Async Processing: The Biggest Upgrade for Kafka Streams Since 0.11
Kafka Streams is the best framework for building mission-critical applications on Kafka event streams. A major reason is because it’s an embedded technology. So applications built with Kafka Streams integrate seamlessly with your development and operational processes.
Since Kafka Streams is embedded, developers often try to call other services and databases as part of handling events with Kafka Streams. For example, it’s natural to try to enrich your streams with data from a table in DynamoDB, or fire off an API call to another system to trigger some action based on the result of an aggregation.
Historically, you have have two choices to do this, both of which are suboptimal:
- If you only need to read information from the remote system, you can ingest it into a Kafka topic and then use the Kafka Streams join APIs to combine it with the data you're processing. This leads to complicated data pipelines and a wasteful duplication of data.
- Alternatively, you can make remote calls from your application's processors. However, remote calls can be slow, which severely limits your application's throughput.
That changes today.
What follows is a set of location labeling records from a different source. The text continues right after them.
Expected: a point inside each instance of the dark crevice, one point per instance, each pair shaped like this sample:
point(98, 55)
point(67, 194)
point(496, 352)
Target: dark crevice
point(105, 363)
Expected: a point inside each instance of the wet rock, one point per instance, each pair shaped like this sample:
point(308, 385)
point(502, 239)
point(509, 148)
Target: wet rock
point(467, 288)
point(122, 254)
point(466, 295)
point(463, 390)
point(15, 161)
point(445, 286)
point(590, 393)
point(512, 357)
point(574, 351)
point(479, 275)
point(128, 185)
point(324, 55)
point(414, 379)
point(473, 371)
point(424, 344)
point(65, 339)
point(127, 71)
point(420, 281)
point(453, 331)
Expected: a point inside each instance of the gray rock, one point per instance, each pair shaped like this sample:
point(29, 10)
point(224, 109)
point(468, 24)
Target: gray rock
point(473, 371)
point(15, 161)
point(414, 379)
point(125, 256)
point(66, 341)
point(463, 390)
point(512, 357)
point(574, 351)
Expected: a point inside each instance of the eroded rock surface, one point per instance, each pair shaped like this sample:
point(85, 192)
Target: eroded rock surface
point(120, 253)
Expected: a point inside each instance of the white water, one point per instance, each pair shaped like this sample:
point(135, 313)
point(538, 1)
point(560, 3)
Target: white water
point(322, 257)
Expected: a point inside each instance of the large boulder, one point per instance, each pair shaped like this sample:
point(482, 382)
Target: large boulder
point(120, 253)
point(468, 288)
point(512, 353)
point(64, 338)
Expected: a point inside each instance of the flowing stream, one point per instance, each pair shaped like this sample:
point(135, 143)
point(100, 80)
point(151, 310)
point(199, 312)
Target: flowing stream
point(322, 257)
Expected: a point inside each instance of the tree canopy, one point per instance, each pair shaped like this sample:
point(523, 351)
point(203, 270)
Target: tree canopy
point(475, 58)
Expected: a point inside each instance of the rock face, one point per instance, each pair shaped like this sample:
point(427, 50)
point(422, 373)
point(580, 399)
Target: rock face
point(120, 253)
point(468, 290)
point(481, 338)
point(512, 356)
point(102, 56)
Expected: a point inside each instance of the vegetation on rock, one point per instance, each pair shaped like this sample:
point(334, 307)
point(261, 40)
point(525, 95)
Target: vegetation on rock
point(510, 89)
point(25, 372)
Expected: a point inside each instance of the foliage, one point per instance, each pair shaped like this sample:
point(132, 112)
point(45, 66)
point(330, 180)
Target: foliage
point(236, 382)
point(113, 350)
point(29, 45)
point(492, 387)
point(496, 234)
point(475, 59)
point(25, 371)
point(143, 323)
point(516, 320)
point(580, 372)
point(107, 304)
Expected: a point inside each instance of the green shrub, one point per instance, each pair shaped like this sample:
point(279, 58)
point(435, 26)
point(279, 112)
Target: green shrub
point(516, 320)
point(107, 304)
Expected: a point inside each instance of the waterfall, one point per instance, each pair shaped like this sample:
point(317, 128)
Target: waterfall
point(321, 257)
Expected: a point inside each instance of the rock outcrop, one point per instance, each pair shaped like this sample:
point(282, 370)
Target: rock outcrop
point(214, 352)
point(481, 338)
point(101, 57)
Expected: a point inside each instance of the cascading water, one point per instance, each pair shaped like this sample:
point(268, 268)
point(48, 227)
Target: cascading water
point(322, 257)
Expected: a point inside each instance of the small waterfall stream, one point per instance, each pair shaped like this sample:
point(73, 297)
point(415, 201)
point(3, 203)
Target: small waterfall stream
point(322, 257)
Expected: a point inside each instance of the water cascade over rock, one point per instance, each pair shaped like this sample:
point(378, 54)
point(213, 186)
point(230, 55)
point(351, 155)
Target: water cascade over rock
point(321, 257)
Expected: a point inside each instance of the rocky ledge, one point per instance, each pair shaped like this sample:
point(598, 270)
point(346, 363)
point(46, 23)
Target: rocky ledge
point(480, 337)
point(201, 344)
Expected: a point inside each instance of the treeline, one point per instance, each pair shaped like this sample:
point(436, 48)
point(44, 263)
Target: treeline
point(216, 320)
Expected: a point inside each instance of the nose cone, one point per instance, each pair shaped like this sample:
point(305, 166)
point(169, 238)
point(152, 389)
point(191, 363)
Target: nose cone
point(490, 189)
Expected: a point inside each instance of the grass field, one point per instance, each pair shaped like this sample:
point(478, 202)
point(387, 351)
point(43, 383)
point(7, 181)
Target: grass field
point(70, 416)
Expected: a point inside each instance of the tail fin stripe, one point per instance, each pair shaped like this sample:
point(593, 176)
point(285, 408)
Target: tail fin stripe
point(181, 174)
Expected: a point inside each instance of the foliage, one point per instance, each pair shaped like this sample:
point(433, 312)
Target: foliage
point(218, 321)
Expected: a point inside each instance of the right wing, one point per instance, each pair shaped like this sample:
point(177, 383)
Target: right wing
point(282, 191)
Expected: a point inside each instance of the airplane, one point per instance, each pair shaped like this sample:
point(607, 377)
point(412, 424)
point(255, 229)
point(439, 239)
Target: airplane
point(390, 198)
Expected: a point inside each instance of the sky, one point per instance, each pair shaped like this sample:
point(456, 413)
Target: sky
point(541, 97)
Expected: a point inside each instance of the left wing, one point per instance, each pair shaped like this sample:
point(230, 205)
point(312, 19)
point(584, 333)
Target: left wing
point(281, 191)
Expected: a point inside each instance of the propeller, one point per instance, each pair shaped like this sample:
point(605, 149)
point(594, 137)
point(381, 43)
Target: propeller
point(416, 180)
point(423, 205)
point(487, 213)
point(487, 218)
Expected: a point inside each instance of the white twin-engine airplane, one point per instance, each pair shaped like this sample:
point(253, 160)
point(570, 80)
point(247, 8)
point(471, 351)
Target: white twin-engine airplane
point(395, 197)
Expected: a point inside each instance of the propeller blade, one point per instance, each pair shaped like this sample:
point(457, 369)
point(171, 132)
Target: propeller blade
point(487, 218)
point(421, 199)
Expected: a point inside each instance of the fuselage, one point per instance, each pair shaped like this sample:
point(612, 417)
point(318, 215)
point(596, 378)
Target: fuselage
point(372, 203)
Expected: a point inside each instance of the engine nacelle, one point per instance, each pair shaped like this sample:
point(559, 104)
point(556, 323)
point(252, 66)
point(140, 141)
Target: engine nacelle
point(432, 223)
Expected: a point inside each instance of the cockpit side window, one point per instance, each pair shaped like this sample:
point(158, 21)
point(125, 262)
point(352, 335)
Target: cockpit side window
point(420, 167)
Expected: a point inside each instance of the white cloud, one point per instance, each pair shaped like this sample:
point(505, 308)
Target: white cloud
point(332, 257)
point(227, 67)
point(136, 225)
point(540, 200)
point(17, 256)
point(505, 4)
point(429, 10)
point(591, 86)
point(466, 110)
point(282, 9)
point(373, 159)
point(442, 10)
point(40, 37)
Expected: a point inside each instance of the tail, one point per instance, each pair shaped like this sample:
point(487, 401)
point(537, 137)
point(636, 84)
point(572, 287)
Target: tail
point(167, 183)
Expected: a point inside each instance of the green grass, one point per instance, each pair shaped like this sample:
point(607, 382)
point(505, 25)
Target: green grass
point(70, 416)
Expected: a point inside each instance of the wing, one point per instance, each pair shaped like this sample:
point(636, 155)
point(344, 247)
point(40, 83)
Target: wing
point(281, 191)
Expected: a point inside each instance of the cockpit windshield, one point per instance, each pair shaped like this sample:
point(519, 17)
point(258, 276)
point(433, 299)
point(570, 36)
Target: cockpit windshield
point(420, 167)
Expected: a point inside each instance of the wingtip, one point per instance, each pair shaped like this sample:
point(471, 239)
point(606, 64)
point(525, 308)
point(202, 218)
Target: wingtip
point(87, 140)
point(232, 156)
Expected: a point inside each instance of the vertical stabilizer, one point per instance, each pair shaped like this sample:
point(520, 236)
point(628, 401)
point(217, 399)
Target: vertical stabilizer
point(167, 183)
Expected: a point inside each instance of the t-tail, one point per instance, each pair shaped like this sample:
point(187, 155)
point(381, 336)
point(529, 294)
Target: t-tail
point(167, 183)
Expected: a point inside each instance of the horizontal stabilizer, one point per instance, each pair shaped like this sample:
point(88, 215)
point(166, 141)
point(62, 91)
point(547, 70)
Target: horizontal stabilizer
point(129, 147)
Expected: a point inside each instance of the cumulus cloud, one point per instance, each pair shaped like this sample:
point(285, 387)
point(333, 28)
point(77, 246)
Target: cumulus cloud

We are very excited to introduce the Responsive Async Processor, which extends Kafka Streams to make the latter approach practical - you can now introduce higher latency operations such as calls to remote systems in your Kafka Streams applications without sacrificing throughput.
And since the Async Processor is a regular Kafka Streams Processor, you can mix and match it with other Processors. So you can enrich an event from DynamoDB, join the enriched event with data in another Kafka topic, aggregate the joined event, and then fire off an alert if the aggregate value is above a specific threshold. All within a single Kafka Streams application which runs in your environment, and at scale!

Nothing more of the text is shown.